R1 Das Double-Nickase-Plasmid (h) besteht aus einem aufeinander abgestimmten Plasmidpaar, das für die hochspezifische Bearbeitung des RRM1-Lokus in human-Zelllinien entwickelt wurde. Jedes Plasmid exprimiert eine Cas9-D10A-Nickase und eine spezifische sgRNA, die auf entgegengesetzte DNA-Stränge innerhalb von RRM1 abzielt. Wenn sie auf benachbarte Stellen auf entgegengesetzten DNA-Strängen gerichtet sind, erzeugen die beiden Nickasen versetzte Einzelstrang-Schnitte, die zusammen einen versetzten Doppelstrangbruch erzeugen, was eine koordinierte On-Target-Aktivität beider Guides erfordert. Der resultierende DNA-Bruch wird durch endogene zelluläre Reparaturwege behoben, meist durch nicht-homologe Endverknüpfung (NHEJ), was zu Insertionen oder Deletionen führt, die die RRM1-Funktion stören. Durch die Notwendigkeit einer doppelten sgRNA-Bindung am Zielort erhöht der Doppel-Nick-Ansatz die Spezifität der Bearbeitung und bietet eine komplementäre CRISPR-Strategie für Anwendungen, bei denen eine zusätzliche Kontrolle über die Zielgenauigkeit gewünscht ist.

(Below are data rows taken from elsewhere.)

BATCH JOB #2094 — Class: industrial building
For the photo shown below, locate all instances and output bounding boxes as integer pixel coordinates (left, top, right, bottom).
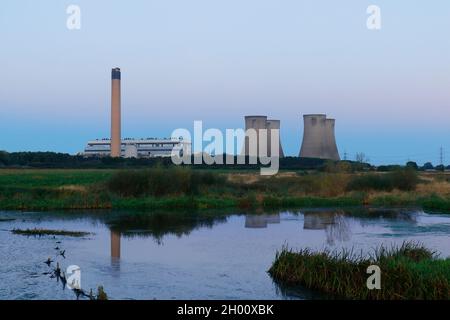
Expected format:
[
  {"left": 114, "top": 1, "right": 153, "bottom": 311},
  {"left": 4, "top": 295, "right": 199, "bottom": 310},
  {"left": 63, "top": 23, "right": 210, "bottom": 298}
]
[
  {"left": 79, "top": 68, "right": 191, "bottom": 158},
  {"left": 81, "top": 138, "right": 191, "bottom": 158},
  {"left": 299, "top": 114, "right": 341, "bottom": 161},
  {"left": 244, "top": 116, "right": 284, "bottom": 157}
]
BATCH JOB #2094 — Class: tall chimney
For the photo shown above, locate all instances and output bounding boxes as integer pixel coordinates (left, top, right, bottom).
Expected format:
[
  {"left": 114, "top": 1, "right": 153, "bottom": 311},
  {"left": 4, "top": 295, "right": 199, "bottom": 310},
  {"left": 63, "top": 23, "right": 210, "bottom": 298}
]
[{"left": 111, "top": 68, "right": 122, "bottom": 158}]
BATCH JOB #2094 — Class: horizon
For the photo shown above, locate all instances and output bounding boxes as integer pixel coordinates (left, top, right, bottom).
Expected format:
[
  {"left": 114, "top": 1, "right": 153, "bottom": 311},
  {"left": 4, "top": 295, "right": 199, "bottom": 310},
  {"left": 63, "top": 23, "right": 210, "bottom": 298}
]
[{"left": 0, "top": 0, "right": 450, "bottom": 165}]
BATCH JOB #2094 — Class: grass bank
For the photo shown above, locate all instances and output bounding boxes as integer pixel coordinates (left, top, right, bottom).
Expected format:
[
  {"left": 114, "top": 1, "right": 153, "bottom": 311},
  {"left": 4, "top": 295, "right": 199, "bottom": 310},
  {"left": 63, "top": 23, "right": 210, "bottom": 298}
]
[
  {"left": 0, "top": 167, "right": 450, "bottom": 212},
  {"left": 269, "top": 243, "right": 450, "bottom": 300}
]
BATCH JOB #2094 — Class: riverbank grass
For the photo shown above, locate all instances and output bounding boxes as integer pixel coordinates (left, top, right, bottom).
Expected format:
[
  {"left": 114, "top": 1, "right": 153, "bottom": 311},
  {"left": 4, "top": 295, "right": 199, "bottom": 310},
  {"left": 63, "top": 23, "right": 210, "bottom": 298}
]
[{"left": 269, "top": 242, "right": 450, "bottom": 300}]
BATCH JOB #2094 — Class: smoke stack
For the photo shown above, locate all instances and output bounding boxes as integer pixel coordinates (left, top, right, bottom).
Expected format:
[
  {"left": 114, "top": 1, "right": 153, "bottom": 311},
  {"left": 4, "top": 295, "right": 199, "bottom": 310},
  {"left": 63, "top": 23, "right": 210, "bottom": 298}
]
[
  {"left": 299, "top": 114, "right": 340, "bottom": 160},
  {"left": 111, "top": 68, "right": 122, "bottom": 158}
]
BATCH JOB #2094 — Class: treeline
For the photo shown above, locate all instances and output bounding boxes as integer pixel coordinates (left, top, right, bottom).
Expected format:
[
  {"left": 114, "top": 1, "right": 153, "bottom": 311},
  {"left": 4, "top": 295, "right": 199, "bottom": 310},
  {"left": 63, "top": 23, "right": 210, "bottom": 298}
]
[
  {"left": 0, "top": 151, "right": 442, "bottom": 172},
  {"left": 0, "top": 151, "right": 327, "bottom": 170}
]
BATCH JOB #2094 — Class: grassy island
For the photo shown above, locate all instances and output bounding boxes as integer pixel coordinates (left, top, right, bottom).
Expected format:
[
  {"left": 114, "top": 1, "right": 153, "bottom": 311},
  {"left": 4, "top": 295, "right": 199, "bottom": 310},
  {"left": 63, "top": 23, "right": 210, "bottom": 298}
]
[{"left": 269, "top": 243, "right": 450, "bottom": 300}]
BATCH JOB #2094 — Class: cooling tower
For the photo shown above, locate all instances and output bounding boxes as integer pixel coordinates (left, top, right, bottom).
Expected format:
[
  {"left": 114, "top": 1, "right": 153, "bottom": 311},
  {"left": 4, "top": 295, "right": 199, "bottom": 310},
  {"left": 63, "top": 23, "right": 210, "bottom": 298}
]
[
  {"left": 300, "top": 114, "right": 340, "bottom": 160},
  {"left": 266, "top": 120, "right": 284, "bottom": 158},
  {"left": 111, "top": 68, "right": 121, "bottom": 157},
  {"left": 244, "top": 116, "right": 267, "bottom": 156}
]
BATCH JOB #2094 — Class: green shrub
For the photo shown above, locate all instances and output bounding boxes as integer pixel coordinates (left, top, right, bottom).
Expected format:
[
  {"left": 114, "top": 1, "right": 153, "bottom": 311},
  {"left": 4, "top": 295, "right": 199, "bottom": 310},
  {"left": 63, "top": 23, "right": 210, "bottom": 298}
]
[
  {"left": 106, "top": 167, "right": 226, "bottom": 197},
  {"left": 347, "top": 168, "right": 419, "bottom": 191}
]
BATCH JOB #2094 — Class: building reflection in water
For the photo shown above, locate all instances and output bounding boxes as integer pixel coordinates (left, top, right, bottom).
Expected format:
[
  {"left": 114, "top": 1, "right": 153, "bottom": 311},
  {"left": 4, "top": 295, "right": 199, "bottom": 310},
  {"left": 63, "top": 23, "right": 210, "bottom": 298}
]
[
  {"left": 303, "top": 210, "right": 351, "bottom": 245},
  {"left": 111, "top": 230, "right": 121, "bottom": 271},
  {"left": 245, "top": 214, "right": 280, "bottom": 229}
]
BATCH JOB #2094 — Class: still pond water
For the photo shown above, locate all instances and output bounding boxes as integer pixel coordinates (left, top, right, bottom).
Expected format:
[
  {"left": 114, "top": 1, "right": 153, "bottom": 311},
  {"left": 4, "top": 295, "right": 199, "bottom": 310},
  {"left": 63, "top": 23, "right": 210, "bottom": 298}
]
[{"left": 0, "top": 208, "right": 450, "bottom": 299}]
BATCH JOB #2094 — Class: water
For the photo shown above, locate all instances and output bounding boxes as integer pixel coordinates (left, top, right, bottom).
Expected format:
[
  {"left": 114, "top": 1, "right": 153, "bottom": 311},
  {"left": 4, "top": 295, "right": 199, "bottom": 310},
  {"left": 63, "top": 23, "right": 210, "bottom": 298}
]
[{"left": 0, "top": 208, "right": 450, "bottom": 299}]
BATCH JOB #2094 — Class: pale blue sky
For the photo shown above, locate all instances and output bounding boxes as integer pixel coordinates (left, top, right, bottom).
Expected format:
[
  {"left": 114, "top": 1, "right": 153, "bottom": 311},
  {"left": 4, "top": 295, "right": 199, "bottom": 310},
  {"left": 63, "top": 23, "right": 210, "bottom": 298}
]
[{"left": 0, "top": 0, "right": 450, "bottom": 163}]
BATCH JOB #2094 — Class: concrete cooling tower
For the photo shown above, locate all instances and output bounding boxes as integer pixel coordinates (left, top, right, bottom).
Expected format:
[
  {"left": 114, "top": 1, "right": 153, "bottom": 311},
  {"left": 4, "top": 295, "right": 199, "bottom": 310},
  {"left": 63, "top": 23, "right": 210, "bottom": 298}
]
[
  {"left": 299, "top": 114, "right": 340, "bottom": 161},
  {"left": 111, "top": 68, "right": 122, "bottom": 157},
  {"left": 244, "top": 116, "right": 284, "bottom": 157}
]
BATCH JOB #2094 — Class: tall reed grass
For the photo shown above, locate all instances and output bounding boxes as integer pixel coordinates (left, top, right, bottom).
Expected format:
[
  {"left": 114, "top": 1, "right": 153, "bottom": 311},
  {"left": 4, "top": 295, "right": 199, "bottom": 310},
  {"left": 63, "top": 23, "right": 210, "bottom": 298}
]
[{"left": 269, "top": 242, "right": 450, "bottom": 300}]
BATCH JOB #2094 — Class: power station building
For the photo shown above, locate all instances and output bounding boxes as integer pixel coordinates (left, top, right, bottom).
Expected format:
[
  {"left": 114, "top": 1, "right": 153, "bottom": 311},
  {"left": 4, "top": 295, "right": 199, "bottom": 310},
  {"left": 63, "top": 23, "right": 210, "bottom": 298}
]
[
  {"left": 81, "top": 138, "right": 191, "bottom": 158},
  {"left": 79, "top": 68, "right": 191, "bottom": 158},
  {"left": 243, "top": 116, "right": 284, "bottom": 158},
  {"left": 299, "top": 114, "right": 341, "bottom": 161}
]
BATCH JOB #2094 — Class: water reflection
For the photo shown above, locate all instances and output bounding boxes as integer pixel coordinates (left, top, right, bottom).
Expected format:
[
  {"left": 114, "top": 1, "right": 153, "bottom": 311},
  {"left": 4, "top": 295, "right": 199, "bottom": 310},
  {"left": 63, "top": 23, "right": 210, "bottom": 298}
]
[
  {"left": 0, "top": 208, "right": 450, "bottom": 299},
  {"left": 245, "top": 213, "right": 281, "bottom": 229}
]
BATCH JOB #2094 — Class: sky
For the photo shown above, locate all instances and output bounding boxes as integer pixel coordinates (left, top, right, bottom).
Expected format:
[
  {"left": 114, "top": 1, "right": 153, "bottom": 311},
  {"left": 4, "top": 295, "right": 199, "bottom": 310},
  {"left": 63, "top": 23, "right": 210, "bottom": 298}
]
[{"left": 0, "top": 0, "right": 450, "bottom": 164}]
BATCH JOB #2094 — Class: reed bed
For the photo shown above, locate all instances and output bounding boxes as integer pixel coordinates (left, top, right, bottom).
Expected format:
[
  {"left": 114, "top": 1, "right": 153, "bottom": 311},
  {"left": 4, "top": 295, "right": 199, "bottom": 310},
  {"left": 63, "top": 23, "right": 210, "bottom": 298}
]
[{"left": 269, "top": 242, "right": 450, "bottom": 300}]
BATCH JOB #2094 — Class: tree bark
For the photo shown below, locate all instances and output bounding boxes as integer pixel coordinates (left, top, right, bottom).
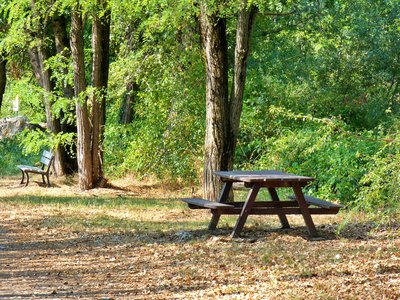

Um eine effiziente Identifizierung editierter Zellen zu unterstützen, kodiert ein Plasmid GFP zur fluoreszierenden Visualisierung transfizierter Populationen, während das Begleitplasmid ein Puromycin-Resistenzgen für die Antibiotika-Selektion trägt. Zusammen unterstützen diese Merkmale eine effiziente Anreicherung co-transfizierter Populationen und vereinfachen die Validierung von Klonen mit RRM1-Störung.
Nur für Forschungszwecke. Nicht für diagnostische oder therapeutische Zwecke bestimmt.